The parquet file columns were renamed according to the new schema (replacing leading capitals with leading lower case; replacing ccd with detector; replacing filter with physical_filter and band) in DM-31889, by running python scripts/rename_sourcetable_columns.py.

The skyMap was added to the export file (accidentally left behind) with DM-36726.

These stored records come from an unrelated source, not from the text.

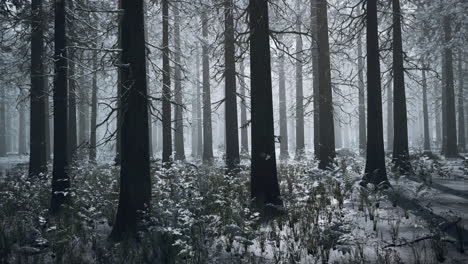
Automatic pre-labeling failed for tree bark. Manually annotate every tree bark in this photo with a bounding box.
[295,0,305,159]
[89,48,98,163]
[224,0,240,170]
[278,53,289,160]
[458,49,466,152]
[422,66,431,152]
[443,16,458,158]
[362,0,388,185]
[173,3,185,160]
[202,10,213,164]
[317,0,335,169]
[392,0,411,174]
[110,0,151,241]
[162,0,172,163]
[29,0,47,176]
[357,22,366,155]
[51,0,70,214]
[249,0,282,211]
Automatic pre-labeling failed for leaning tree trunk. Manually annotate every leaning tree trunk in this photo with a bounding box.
[316,0,335,169]
[392,0,411,174]
[111,0,151,240]
[357,23,366,155]
[443,16,458,158]
[422,66,431,152]
[51,1,70,214]
[362,0,388,185]
[239,60,249,155]
[224,0,239,170]
[249,0,282,211]
[310,0,320,159]
[278,52,289,160]
[89,48,98,163]
[202,10,213,164]
[295,0,305,159]
[29,0,47,176]
[162,0,172,163]
[173,3,185,160]
[458,50,466,152]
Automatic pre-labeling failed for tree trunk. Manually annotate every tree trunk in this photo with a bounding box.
[295,0,305,159]
[362,0,388,185]
[458,49,466,152]
[51,1,70,214]
[278,53,289,160]
[224,0,239,169]
[239,60,249,155]
[443,16,458,158]
[310,0,320,159]
[111,0,151,240]
[422,66,431,152]
[249,0,282,211]
[28,0,47,176]
[89,51,98,163]
[392,0,411,174]
[18,91,27,155]
[202,10,213,164]
[317,0,335,169]
[357,22,366,155]
[162,0,172,163]
[173,3,185,160]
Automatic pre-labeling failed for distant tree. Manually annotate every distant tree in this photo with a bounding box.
[361,0,388,185]
[173,3,185,160]
[442,16,458,158]
[110,0,151,241]
[51,0,70,213]
[278,52,289,159]
[392,0,411,174]
[316,0,335,169]
[201,10,213,164]
[224,0,239,170]
[249,0,282,209]
[28,0,47,176]
[162,0,172,162]
[295,0,305,159]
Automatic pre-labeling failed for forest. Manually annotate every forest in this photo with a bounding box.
[0,0,468,264]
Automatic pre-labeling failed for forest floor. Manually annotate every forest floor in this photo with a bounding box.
[0,150,468,263]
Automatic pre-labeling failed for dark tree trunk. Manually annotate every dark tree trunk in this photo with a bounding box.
[278,53,289,160]
[310,0,320,159]
[18,91,27,155]
[392,0,411,174]
[239,60,249,155]
[29,0,47,176]
[387,74,393,152]
[224,0,239,169]
[111,0,151,240]
[458,50,466,152]
[422,66,431,152]
[295,0,304,159]
[202,10,213,164]
[162,0,172,163]
[89,48,98,163]
[195,53,203,159]
[443,16,458,158]
[249,0,282,211]
[362,0,388,185]
[0,87,6,157]
[316,0,335,169]
[51,1,70,213]
[357,25,366,155]
[173,3,185,160]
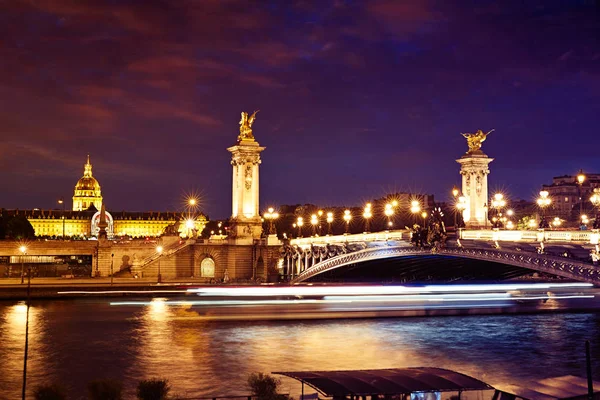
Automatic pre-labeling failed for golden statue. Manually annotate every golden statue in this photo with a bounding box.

And the isolated star catalogs were added on DM-36726 by first rerunning python scripts/rename_sourcetable_columns.py and followed with python scripts/make_hsc_star_associations.py with some additional by-hand modification of the exports.yaml described in that script. At the same time, the visitSummary tables were updated to include (blank) skyBg sky background values which are optionally used by fgcmcal, by running python scripts/update_hsc_visit_summaries.py.

LATISS

On August 24, 2023, a subset of the dithered LATISS photometric survey data was extracted from the LATISS/runs/AUXTEL_DRP_IMAGING_2023-08A-07AB-05AB/w_2023_33/PREOPS-3613 collection on /repo/embargo. First, a new isolated star catalog needed to be created with only a subset of data, using w_2023_33:

  • pipetask run -j 1 -b /repo/embargo -i LATISS/runs/AUXTEL_DRP_IMAGING_2023-08A-07AB-05AB/w_2023_33/PREOPS-3613 -o u/erykoff/LATISS/2023-08A-07AB-05AB/testdata_subset -p $DRP_PIPE_DIR/pipelines/LATISS/DRP.yaml#isolatedStarAssociation -d "visit in (2023051100320, 2023051100357, 2023051100390, 2023051100406, 2023051100448, 2023051100454, 2023051100278, 2023051100473, 2023051100263, 2023051100509, 2023051100304, 2023051100431, 2023051100547, 2023051100379, 2023051100495, 2023051100489, 2023051100401, 2023051100280, 2023051100303, 2023051100508)"

Then we run the following commands in the testdata_jointcal root directory:

  • mkdir -p latiss/testdata
  • python scripts/export_latiss_from_embargo.py

Git LFS

To clone and use this repository, you'll need Git Large File Storage (LFS).

Our Developer Guide explains how to set up Git LFS for LSST development.